Styling-wise, the changes include redesigned bumpers, new headlights and taillights, an illuminated badge in the (now thicker) bar connecting the headlights, new door handles, side cameras moved from the doors to the front wings/fenders in a lower position, and new aero wheels. The aero cover for the rear wheels is a no-cost option.
The vehicle's outer body panels are made from reclaimed carbon, namely residual carbon fibre materials that would otherwise go to waste.
Inside, the changes are subtle and include the addition of two air vents on each side of the dashboard, a new centre display, and the appearance of drive selector buttons on the centre console. The cabin features plant-based leather, fabrics made from recycled PET bottles and wooden deco elements from sustainably-restructured rattan palm.
Gallery: Lightyear 0 production model
As far as specifications go, the Lightyear 0 shows a lot of promise. The WLTP range is listed at 625 kilometres (388 miles), while the five square-meters of double-curved solar panels are said to provide an additional 70 kilometres (44 miles) of range per day in ideal conditions—or up to 11,000 kilometres (6,835 miles) a year, assuming 365 sunny days.
In cloudy climates, the EV startup reckons the car's solar panels will produce enough electricity to cover 35 kilometres (22 miles) a day. Thanks in part to its record-breaking coefficient of drag of only 0.19, the Lightyear 0's energy use is 10.5 kWh per 100 kilometres (169 Wh per mile).
As for charging, the EV startup says the Lightyear 0 ideally would require no charging for up to two months based on an average commute of around 35 kilometres (22 miles) per day—or up to seven months in sunnier countries.
When charging is necessary, the Lightyear 0 can charge its 60 kWh battery pack at rates of up to 520 kilometres per hour (DC fast charging), 200 kilometres per hour (public charging), or 32 kilometres per hour (home charging).

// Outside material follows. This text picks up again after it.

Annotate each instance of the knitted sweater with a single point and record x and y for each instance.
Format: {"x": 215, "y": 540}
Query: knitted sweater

The solar panels recharge the battery at a maximum rate of 10 kilometres an hour.
Lightyear is already taking orders for its solar electric vehicle, which will enter production in Finland this fall. The first deliveries are expected in November in Europe. Prices start at €250,000 (approximately £213,000), excluding VAT, but the company promises to launch a €30,000 Lightyear Two smaller model around 2025.